Chronique|

Le Noël de l’ornithophile

CHRONIQUE / Il y a quelquefois des rencontres inopinées qui portent à réfléchir. Celle que je vais vous raconter vaut bien une chronique. Tous les jours ou presque nous allons marcher, ma conjointe et moi, dans un sentier situé près de chez nous. La marche est le sport du philosophe, paraît-il. La semaine dernière, à la faveur de mes déambulations, j’aperçois un vieux monsieur que je croise de temps à autre. À l’affût avec ses jumelles, sa caméra et son carnet de notes, il observait les oiseaux.


Nous nous sommes arrêtés à distance pour lui laisser le loisir de compléter ses notes. « C’est Noël! » nous dit-il en s’extasiant. Nous étions pourtant le 1er août… Même le Noël des campeurs était passé. « Je viens de compter quatorze espèces de parulines » me dit-il en montrant un bosquet d’environ 20 mètres de largeur. « Je n’avais jamais fait une observation pareille! » Ce serait un euphémisme de dire qu’il était aux oiseaux… Nous avons discuté quelques minutes pour parler de sa passion.

Observer la nature de façon contemplative est à la portée de chacun. Apprendre à identifier les espèces qui composent la biodiversité du monde vivant, chercher à en décoder les interrelations, prendre des notes et partager ses observations dans des clubs ou sur des réseaux sociaux demande déjà un plus grand investissement, mais apporte bien du plaisir aux passionnés. C’est somme toute un passe-temps qui génère un dérangement minimal pour la nature et qui crée pour celles et ceux qui le pratiquent un profond attachement au territoire. « C’est tellement important de protéger ce boisé pour protéger mes oiseaux » insiste notre ornithophile. 

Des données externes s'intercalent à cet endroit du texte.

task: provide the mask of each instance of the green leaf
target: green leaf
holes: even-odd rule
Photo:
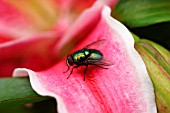
[[[153,48],[146,43],[145,40],[135,43],[135,48],[142,57],[154,85],[158,113],[170,113],[170,79],[167,72],[168,67],[166,67],[166,63],[161,58],[161,54],[155,54],[155,50],[153,51]],[[159,57],[155,57],[154,54]]]
[[[22,105],[49,99],[38,95],[28,78],[0,79],[0,108]]]
[[[130,27],[170,21],[169,0],[120,0],[112,16]]]

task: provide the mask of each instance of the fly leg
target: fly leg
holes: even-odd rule
[[[77,66],[74,66],[72,69],[71,69],[71,72],[70,72],[70,74],[69,74],[69,76],[67,77],[67,79],[70,77],[70,75],[73,73],[73,69],[74,68],[78,68],[79,66],[77,65]]]
[[[88,67],[88,65],[86,65],[86,68],[85,68],[85,70],[84,70],[84,81],[85,81],[85,79],[86,79],[86,71],[87,71],[87,67]]]
[[[97,67],[100,67],[100,68],[103,68],[103,69],[108,69],[108,68],[102,67],[102,66],[97,65],[97,64],[93,64],[93,65],[95,65],[95,66],[97,66]]]

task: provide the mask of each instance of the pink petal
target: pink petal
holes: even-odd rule
[[[5,0],[0,0],[0,8],[0,37],[13,39],[33,33],[33,26],[26,15]]]
[[[88,29],[88,28],[86,28]],[[65,61],[34,72],[16,69],[14,76],[30,76],[33,89],[40,95],[57,99],[60,113],[156,113],[153,86],[145,65],[134,49],[130,32],[110,17],[104,7],[98,24],[75,49],[107,39],[104,55],[112,54],[114,65],[109,69],[89,67],[83,81],[84,67],[74,70],[69,79]]]

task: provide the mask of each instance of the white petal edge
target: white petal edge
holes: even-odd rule
[[[157,113],[153,84],[150,80],[150,77],[146,70],[146,66],[141,56],[138,54],[138,52],[134,48],[133,36],[123,24],[121,24],[119,21],[112,18],[110,16],[110,13],[111,13],[110,8],[105,6],[104,10],[102,11],[102,17],[105,18],[110,28],[116,31],[120,35],[120,38],[122,38],[122,40],[124,41],[128,55],[130,56],[130,58],[133,58],[132,61],[134,62],[135,68],[139,70],[138,73],[140,74],[139,76],[140,80],[142,81],[142,83],[145,83],[145,84],[142,84],[143,85],[142,87],[145,90],[144,92],[147,92],[147,95],[146,95],[146,101],[148,101],[147,108],[150,110],[150,111],[147,111],[146,113]]]

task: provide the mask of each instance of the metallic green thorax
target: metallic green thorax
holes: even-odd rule
[[[82,49],[74,52],[72,57],[75,64],[84,64],[92,61],[100,61],[103,55],[100,51],[95,49]]]

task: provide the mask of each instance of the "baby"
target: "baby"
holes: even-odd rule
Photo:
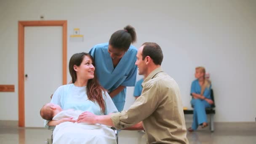
[[[48,120],[59,120],[63,118],[72,117],[76,120],[79,115],[83,113],[81,110],[69,109],[63,110],[58,104],[49,103],[43,106],[40,110],[40,115],[43,119]]]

Naturellement, nous avons discuté des changements qu’il a observés au cours de toutes ces années, des espèces qui se raréfient, d’autres qui apparaissent, venant du sud à la faveur des changements climatiques. Il m’a aussi raconté comment les corneilles favorisaient l’expansion des chênes dont elles transportent les glands. « Pour en manger un, elles en craquent trois qui tombent au sol, ce qui favorise leur germination ». Pas mal comme observation, j’aurais cru que c’étaient les écureuils qui faisaient ce travail. Quand il m’a raconté comment il avait vérifié son hypothèse, j’ai été surpris de sa rigueur. Un chercheur aurait sans doute utilisé une méthode similaire, mais avec plusieurs réplicas sur des populations de corneilles différentes pour assurer la validité statistique de ses conclusions. Il aurait sans doute fait la même chose avec des écureuils pour comparer, mais la démarche expérimentale du citoyen reste fort valable.

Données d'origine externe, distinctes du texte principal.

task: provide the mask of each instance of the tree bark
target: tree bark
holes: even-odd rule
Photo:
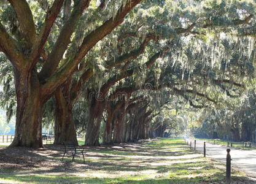
[[[96,97],[93,97],[90,104],[85,144],[89,146],[99,146],[99,129],[104,109],[104,102],[97,100]]]
[[[69,98],[65,99],[61,89],[56,90],[55,96],[56,107],[54,144],[61,144],[64,141],[69,141],[78,145],[75,124],[72,116],[73,105],[69,102]]]
[[[107,109],[107,118],[105,123],[105,128],[103,132],[103,144],[112,144],[112,136],[113,132],[113,121],[114,121],[114,109],[109,104]]]
[[[42,147],[42,115],[44,99],[36,72],[15,70],[17,107],[15,135],[10,146]]]

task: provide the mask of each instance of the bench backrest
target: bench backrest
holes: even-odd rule
[[[72,142],[63,142],[64,147],[65,147],[65,150],[76,150],[76,145]]]

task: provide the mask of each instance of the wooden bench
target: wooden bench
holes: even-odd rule
[[[63,156],[62,157],[62,161],[63,161],[64,156],[66,153],[71,153],[72,154],[72,161],[75,161],[75,156],[76,154],[80,154],[83,155],[83,163],[85,163],[85,156],[83,155],[83,152],[85,150],[84,148],[79,148],[76,147],[74,142],[63,142],[63,145],[65,148],[65,151],[64,152]],[[79,151],[80,150],[80,151]]]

Beaucoup de gens font des observations de la nature et en tirent des conclusions valables. Lorsqu’ils consignent celles-ci dans des sites spécialisés comme e-bird, les chercheurs peuvent s’en servir pour leurs propres études. Des millions de personnes enregistrent partout dans le monde leurs observations qui sont compilées en temps réel et rendues accessibles aux chercheurs, à leurs étudiants, aux enseignants et aux simples curieux. C’est ce qu’on appelle la science citoyenne.

La science citoyenne s’applique à la conservation de la nature, mais à beaucoup d’autres sujets comme la santé ou la qualité de l’air et de l’eau, la dynamique des glaces, les tremblements de terre et bien d’autres. En consultant le portail d’Industrie Canada sur la science citoyenne, on peut voir une multiplicité d’initiatives et de projets qui se déroulent partout au Canada. Des projets pilotés par des universités, des ministères, mais aussi par des groupes de citoyens y figurent. Cela illustre le potentiel de mettre à contribution tout un chacun pour la cueillette de données qu’il serait impossible aux chercheurs de colliger autrement.

Il faut bien le dire, la collecte des données est ce qui coûte le plus cher en sciences. Pour déplacer des équipes sur le terrain, faire des observations de qualité en nombre suffisant souvent dans des sites éloignés les uns des autres pour s’assurer de la robustesse statistique, les financements sont toujours limités. Grâce à l’implication des citoyens, il est maintenant possible avec les outils du web de constituer des banques de données précieuses qui nous seront fort utiles pour mieux comprendre notre univers en changement. Si en plus, cela permet à des ornithophiles de célébrer Noël en août, pourquoi pas?